Crépin Mboli-Goumba cite Bossembélé et la frontière tchadienne

 

Dans son texte, Crépin Mboli-Goumba cite plusieurs exemples pour appuyer son analyse.

 

Il affirme notamment que, vers Bossembélé, un seul véhicule serait disponible pour couvrir toute une zone.

 

Il évoque aussi la situation à la frontière avec le Tchad.

 

La réforme de l’armée en Centrafrique nécessite une attention particulière sur la qualité des effectifs militaires, et une gouvernance efficace reste essentielle pour assurer leur bon fonctionnement.
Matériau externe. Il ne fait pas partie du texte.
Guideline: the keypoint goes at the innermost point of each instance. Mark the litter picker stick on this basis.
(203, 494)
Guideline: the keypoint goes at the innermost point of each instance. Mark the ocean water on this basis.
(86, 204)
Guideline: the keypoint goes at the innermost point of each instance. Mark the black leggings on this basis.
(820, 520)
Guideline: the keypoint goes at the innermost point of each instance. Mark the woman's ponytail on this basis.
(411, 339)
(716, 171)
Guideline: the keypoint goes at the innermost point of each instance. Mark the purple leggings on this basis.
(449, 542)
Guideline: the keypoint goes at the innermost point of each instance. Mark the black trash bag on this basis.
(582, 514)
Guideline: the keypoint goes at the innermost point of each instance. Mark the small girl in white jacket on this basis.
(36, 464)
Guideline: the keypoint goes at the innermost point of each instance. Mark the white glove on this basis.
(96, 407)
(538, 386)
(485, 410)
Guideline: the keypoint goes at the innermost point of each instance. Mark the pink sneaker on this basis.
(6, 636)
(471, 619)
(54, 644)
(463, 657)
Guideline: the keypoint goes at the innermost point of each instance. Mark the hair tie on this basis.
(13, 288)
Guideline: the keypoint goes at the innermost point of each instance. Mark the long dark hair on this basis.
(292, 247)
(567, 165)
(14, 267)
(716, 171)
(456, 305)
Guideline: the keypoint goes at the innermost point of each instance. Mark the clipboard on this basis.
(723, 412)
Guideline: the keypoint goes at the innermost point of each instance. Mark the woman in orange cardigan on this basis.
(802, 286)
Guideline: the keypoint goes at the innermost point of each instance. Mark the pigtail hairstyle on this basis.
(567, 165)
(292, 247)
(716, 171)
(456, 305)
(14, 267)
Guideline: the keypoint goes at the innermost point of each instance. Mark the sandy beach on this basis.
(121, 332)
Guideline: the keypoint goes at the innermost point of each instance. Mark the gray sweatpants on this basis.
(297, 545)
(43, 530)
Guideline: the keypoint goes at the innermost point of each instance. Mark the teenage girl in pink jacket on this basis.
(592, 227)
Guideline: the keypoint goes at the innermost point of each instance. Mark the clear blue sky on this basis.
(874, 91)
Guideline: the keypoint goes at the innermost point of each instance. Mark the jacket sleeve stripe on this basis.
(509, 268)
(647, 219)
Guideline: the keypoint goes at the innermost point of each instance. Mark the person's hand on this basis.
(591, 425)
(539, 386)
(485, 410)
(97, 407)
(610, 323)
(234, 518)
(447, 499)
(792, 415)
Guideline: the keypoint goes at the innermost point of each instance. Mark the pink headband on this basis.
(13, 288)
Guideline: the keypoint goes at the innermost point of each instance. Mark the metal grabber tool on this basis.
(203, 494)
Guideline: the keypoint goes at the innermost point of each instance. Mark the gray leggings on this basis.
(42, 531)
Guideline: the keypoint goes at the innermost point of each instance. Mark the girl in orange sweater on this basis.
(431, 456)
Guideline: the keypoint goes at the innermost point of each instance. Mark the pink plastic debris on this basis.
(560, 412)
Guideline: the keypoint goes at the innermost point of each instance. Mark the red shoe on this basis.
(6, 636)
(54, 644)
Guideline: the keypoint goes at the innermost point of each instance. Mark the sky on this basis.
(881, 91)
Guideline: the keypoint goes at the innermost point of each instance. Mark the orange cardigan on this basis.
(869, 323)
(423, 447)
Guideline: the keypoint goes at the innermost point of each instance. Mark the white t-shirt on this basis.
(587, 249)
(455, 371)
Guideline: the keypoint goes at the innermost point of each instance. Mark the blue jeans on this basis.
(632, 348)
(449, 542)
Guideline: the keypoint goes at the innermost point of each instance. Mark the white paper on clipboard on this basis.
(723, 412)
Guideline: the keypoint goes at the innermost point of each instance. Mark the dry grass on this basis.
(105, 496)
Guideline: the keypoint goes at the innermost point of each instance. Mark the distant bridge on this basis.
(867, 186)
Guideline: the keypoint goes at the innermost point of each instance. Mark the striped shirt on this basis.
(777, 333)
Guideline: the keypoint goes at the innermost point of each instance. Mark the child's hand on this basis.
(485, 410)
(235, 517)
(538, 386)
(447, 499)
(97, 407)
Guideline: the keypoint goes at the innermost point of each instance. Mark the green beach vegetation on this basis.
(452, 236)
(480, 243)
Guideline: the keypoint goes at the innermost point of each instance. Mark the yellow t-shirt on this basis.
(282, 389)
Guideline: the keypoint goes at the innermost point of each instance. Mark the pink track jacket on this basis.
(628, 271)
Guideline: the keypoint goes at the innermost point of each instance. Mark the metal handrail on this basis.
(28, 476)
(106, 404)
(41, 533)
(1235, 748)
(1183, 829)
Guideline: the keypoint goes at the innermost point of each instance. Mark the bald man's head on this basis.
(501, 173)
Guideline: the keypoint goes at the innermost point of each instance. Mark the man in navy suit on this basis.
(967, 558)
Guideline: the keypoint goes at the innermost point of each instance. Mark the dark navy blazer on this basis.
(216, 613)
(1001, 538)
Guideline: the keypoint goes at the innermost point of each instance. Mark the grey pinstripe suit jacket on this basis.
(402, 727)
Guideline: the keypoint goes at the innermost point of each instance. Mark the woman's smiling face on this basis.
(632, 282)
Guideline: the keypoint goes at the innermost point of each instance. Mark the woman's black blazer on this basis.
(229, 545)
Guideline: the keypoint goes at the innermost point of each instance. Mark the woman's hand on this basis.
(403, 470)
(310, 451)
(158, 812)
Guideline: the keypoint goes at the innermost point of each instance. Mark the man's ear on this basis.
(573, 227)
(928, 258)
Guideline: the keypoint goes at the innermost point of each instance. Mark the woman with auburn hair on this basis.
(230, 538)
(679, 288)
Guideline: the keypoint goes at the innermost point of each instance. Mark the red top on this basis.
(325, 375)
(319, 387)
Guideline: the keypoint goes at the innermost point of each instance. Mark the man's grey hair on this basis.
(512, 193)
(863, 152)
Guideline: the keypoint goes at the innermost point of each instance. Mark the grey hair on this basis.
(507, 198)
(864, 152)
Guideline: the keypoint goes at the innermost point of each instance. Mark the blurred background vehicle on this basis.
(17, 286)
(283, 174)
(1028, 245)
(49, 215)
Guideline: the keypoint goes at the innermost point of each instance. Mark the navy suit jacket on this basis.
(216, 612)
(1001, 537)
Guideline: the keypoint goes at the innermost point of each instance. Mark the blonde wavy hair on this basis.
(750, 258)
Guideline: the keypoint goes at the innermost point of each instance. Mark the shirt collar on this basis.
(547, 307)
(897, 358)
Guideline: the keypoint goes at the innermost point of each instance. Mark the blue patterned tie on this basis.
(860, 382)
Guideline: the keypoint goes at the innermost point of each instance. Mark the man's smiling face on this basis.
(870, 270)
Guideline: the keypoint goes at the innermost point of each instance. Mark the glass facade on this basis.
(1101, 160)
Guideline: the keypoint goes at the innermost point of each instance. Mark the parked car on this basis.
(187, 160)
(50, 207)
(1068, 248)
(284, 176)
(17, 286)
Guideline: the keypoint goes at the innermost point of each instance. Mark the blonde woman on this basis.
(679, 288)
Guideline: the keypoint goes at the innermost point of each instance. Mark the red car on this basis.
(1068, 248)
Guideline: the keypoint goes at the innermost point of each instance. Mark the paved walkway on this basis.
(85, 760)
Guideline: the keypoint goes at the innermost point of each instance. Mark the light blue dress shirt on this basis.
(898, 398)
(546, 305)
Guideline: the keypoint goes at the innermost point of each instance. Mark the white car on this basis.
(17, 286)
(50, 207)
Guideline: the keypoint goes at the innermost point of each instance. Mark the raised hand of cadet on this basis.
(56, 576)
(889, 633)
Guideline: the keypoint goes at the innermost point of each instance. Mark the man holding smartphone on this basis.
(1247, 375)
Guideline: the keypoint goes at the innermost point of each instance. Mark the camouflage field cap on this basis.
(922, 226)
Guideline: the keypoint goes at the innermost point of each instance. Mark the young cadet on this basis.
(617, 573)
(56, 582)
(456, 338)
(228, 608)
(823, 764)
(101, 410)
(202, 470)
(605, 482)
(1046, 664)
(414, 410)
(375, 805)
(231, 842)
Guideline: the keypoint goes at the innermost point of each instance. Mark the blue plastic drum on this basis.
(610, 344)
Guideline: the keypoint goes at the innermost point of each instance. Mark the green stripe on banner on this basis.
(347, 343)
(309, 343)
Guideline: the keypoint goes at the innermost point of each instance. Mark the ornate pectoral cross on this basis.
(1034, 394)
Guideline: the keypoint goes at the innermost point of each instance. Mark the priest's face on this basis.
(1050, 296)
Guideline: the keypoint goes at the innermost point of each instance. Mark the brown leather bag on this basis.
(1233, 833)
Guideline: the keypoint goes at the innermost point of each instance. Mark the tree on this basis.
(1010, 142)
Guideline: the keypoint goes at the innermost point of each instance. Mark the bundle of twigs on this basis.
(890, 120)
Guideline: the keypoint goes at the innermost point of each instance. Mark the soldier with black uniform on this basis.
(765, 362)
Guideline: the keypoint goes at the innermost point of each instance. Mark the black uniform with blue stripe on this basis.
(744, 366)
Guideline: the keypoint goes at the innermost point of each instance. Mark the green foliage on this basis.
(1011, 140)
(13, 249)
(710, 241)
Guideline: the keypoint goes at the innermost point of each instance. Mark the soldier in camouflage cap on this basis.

Selon l’auteur, des difficultés seraient apparues après l’intégration d’anciens éléments rebelles dans les forces nationales.

 

Crépin Mboli-Goumba parle alors d’une forme de « armée dans l’armée ».

 

Ces exemples servent à démontrer, selon lui, que l’augmentation des effectifs n’a pas automatiquement produit une armée mieux équipée et mieux organisée.

 

« Tout reste donc à faire », estime Crépin Mboli-Goumba

 

Dans « Toutes ces occasions ratées », Crépin Mboli-Goumba estime que la Centrafrique doit désormais changer de méthode.

 

Il ne remet pas en cause le besoin d’une armée nationale capable de défendre le pays.

 

Il demande plutôt que les priorités soient réorientées.

 

Pour l’auteur, l’État doit investir davantage dans les moyens opérationnels, la formation, l’équipement et l’organisation.

 

Crépin Mboli-Goumba insiste aussi sur la gouvernance.

 

Selon lui, les militaires doivent disposer de conditions permettant d’accomplir leur mission dans le respect de la discipline et de l’autorité républicaine.

 

Crépin Mboli-Goumba interroge les choix budgétaires

 

La dernière partie de « Toutes ces occasions ratées » élargit le débat aux autres secteurs de l’État.

 

Crépin Mboli-Goumba imagine ce qu’aurait pu produire une autre utilisation des ressources consacrées aux recrutements militaires.

 

Il évoque notamment l’hypothèse de recruter 4 000 enseignants bien formés, tout en portant les nouveaux effectifs militaires à 20 000 soldats au lieu de 24 000.

 

L’auteur met cette hypothèse en parallèle avec la forte présence des maîtres-parents dans le système éducatif centrafricain.

 

Il interroge ainsi la capacité de l’État à choisir ses priorités entre défense, éducation et renforcement de l’administration.

 

Pour Crépin Mboli-Goumba, « Toutes ces occasions ratées » pose finalement la question de l’efficacité des choix publics.

 

Son analyse défend une armée centrafricaine moins centrée sur le seul nombre et davantage organisée autour de la formation, des équipements, de la discipline, des moyens opérationnels et d’une gouvernance capable de donner aux militaires des raisons de servir pleinement la République.